BMW スカイトップ:キドニーグリルにはイルミネーションが施される

多くの反響を受け50台限定生産を決定

BMWは、コンセプトカー「スカイトップ」を50台限定で生産することを発表しました。2024年5月にコンコルソ・デレガンツァ・ヴィラ・デステで公開されたスカイトップは発表後に多くの反響を受け、市販化に踏み切ったといいます。このエレガントな美しいロードスターを詳しく紹介します。

BMWで最もパワフルなV8エンジンを搭載

BMWは、BMW M社の創立50周年を記念し、2022年に発表された「3.0 CSL」に続き2シーターのロードスター「スカイトップ」の生産を発表した。2024年5月にイタリア・コモ湖畔で開催されたコンコルソ・デレガンツァ・ヴィラ・デステ2024でお披露目されたコンセプトカーのスカイトップは、自動車愛好家に興奮の波を巻き起こした。この多くの反響を受けて、BMWは50台限定生産で市販化することに踏み切った。

パワーユニットは、BMWが誇る最強のV型8気筒エンジンを搭載する。4.4L V8ガソリンターボは最高出力633psを発揮し、8速ステップトロニック・スポーツトランスミッションを組み合わせる。トラクションを最大化するBMW xDriveの四輪駆動システムは、エンジンパワーを必要に応じて四輪に配分し、いかなる状況でも安定性とドライビング・ダイナミクスを最適化。0-100km/h加速は約3.3秒を誇る。

Z8をオマージュして製作

スカイトップは、「507」や「Z8」など、BMWを象徴するロードスターの歴史を称えている。強調されたボンネット、シャークノーズ、引き締まったテールライトはすべて、Z8を意識して製作された。

エクステリアでは、ボディカラーはフローティング・サンダウン・シルバーを採用。ボンネットからトランクリッドのアルミニウムバーまで伸びたスプラインが、特別仕様車のダイナミックなフォルムの流れを強調している。

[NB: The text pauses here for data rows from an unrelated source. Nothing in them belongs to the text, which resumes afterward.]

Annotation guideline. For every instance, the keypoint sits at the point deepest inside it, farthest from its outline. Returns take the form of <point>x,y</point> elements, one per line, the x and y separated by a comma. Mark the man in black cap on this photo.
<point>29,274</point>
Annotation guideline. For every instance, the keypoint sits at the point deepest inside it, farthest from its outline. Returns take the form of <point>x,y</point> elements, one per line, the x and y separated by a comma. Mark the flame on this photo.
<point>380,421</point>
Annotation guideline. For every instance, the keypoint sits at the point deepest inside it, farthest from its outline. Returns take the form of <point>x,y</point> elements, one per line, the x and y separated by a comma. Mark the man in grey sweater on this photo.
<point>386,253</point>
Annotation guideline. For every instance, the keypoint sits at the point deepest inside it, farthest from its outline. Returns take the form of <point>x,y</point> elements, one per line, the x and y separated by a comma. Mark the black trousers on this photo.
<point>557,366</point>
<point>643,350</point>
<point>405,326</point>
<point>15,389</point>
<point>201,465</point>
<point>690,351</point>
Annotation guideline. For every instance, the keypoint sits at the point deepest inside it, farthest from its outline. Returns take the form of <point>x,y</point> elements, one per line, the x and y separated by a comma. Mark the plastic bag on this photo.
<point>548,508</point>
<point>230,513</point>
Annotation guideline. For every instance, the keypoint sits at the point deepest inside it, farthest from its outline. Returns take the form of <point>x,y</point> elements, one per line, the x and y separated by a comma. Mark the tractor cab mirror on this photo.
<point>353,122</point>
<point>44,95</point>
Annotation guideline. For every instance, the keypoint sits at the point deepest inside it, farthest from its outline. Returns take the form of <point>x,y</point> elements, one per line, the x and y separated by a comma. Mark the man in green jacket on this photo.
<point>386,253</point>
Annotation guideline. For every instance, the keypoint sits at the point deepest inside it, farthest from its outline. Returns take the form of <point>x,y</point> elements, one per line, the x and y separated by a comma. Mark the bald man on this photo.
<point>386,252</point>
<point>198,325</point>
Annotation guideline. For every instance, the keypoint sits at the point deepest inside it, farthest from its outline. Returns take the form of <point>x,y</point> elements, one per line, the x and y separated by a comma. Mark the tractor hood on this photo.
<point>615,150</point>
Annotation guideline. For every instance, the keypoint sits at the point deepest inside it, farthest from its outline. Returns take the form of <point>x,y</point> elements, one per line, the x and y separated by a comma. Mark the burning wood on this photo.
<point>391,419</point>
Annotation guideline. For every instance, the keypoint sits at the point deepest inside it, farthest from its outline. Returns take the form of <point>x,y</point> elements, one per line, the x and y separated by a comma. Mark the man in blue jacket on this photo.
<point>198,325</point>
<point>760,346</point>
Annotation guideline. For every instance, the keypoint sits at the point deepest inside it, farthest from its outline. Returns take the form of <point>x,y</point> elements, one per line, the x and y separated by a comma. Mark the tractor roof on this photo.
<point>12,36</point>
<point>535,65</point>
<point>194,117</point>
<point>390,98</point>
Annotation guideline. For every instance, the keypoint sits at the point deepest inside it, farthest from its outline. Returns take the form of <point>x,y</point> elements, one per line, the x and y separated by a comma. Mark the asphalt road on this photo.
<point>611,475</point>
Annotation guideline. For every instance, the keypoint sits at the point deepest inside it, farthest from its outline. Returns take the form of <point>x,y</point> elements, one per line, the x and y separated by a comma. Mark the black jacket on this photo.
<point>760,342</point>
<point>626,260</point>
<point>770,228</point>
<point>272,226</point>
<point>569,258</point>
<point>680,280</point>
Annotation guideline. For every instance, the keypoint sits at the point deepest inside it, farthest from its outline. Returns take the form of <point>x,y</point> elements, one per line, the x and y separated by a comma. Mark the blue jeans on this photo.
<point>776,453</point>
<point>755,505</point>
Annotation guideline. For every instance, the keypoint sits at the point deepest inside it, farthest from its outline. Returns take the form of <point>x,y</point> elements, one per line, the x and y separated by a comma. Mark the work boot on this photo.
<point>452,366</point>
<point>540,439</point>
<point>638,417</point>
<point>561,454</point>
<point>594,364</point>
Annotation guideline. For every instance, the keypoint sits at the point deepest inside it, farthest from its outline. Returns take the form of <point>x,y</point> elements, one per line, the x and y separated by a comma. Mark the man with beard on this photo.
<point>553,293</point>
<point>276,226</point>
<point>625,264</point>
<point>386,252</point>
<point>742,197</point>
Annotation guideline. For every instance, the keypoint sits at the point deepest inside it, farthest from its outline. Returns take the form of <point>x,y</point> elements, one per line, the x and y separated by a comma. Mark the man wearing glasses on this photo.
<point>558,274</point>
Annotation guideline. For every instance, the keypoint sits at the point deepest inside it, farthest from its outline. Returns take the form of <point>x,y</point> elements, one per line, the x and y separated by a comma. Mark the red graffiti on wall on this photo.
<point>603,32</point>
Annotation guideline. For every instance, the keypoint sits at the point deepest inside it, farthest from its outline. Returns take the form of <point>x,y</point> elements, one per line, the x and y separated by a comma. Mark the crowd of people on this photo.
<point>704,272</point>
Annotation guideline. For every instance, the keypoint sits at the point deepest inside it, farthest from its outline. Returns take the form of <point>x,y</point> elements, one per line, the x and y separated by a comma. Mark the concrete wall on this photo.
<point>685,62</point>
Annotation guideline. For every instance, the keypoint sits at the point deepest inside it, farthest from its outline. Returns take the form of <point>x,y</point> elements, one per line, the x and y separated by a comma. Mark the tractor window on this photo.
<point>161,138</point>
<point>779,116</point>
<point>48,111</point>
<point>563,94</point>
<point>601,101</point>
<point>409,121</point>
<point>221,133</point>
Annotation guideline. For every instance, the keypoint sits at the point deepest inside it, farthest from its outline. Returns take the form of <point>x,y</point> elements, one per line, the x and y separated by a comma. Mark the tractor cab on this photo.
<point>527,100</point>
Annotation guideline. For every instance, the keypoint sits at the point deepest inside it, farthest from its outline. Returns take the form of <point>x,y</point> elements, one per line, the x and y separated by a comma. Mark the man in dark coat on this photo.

ドアショルダーに控えめに組み込まれたウイングレットは、従来のドアハンドルの代わりを果たし、複雑なフィンを持つ軽合金製ホイールとともに、優美な外観を形作っている。また、イルミネーションが施されたキドニーグリルとヘッドライトが、特別なモデルであることを象徴している。

LEDユニットはアルミニウム製キャリア上に配置され、自動車用ヘッドライトとしては現在最もスリムな形状となっている。これはBMWスカイトップのために特別に開発されたもの。テールライトも絞り込まれたデザインを採用する。

インテリアのデザインにZ8感はとくになし

赤褐色のルーフはエクステリアの塗装に流れ込み、そのクロームシャドウ効果によって印象的な視覚的インパクトを与えている。この精巧なカラーグラデーションは、熟練の塗装職人によって手作業で施された。

フロントシート後方にはレザー仕上げのロールオーバー・バーを配置し、Bピラーのサイドフィンと開閉式リアウインドウと組み合わせる。取り外し可能なレザー製のルーフは、ラゲッジスペースの専用コンパートメントへ収納が可能だ。

インテリアもまた、心地よいラグジュアリーと類まれなエレガンスを醸し出す。ブローギング・スタイルの装飾がアクセントを添えるレザーシートは、ルーフに使用されている赤褐色を採用する。コクピットに華麗に埋め込まれたクリスタル・アプリケーションも、車内のエレガントな雰囲気に貢献する。

AMWノミカタ

キドニーグリルが巨大化していた昨今のBMWのデザインはちょっと……という人も、スカイトップにはどこか既視感があり、素直にカッコいいと納得させられたのではないだろうか。フロントマスク──特にヘッドライトやグリルの雰囲気、ボディサイドのキャラクターラインなど、2008年に発表された「GINA Concept」との共通性が強く感じられる。そうした目で見ると、Z4とのつながりも見えてきそうだ。

そもそもスカイトップは507やZ8へのオマージュであるとアナウンスされているが、2台のようにフルオープンではなく、Zシリーズのすべてがそうであったようにロングノーズ・ショートデッキスタイルでもない。シートは車体のほぼ中央に配置されている。

またインテリアを見ると、ステアリングやセンターコンソール、メーターパネルなど、スカイトップ特有のデザインは感じられず、むしろドライバーオリエンテッドにまとめられている点など、BMWのオーソドックスなデザインを踏襲している。それも80年代のBMWに通じるシンプルな構成である。あえてクラシカルなデザインを現代風にまとめ、当時のラインアップとはまったく共通性を見いだせなかったZ8のインテリアとは真逆である。スカイトップのインテリアからは、歴代、そして同時代のBMWのDNAがそこかしこに感じられて仕方がないのである。

極めつけは、ロールオーバー・バーがそのままトンネルバックスタイルのようにデザインされており、CピラーのないBMWのオープンカーには不可能だったホフマイスターキンクをオープン時でも感じることができる点だ。このフライングバットレス部の鋭角なラインは、「M1」にも通じていることがわかる。

こうして見てくると、スカイトップはBMWのデザインの原点に立ち返り、デザイン言語を再確認するためのクルマだったのではとさえ思えてくる。さらに、スカイトップはV8をフロントに搭載しているはずだが、プロポーション的にはリアに搭載されているようにも見えなくもない(かつてのプジョーRCZもそうだった)。ここでM1のようなミッドシップの再来を期待するというのは、すこし早計すぎるだろうか。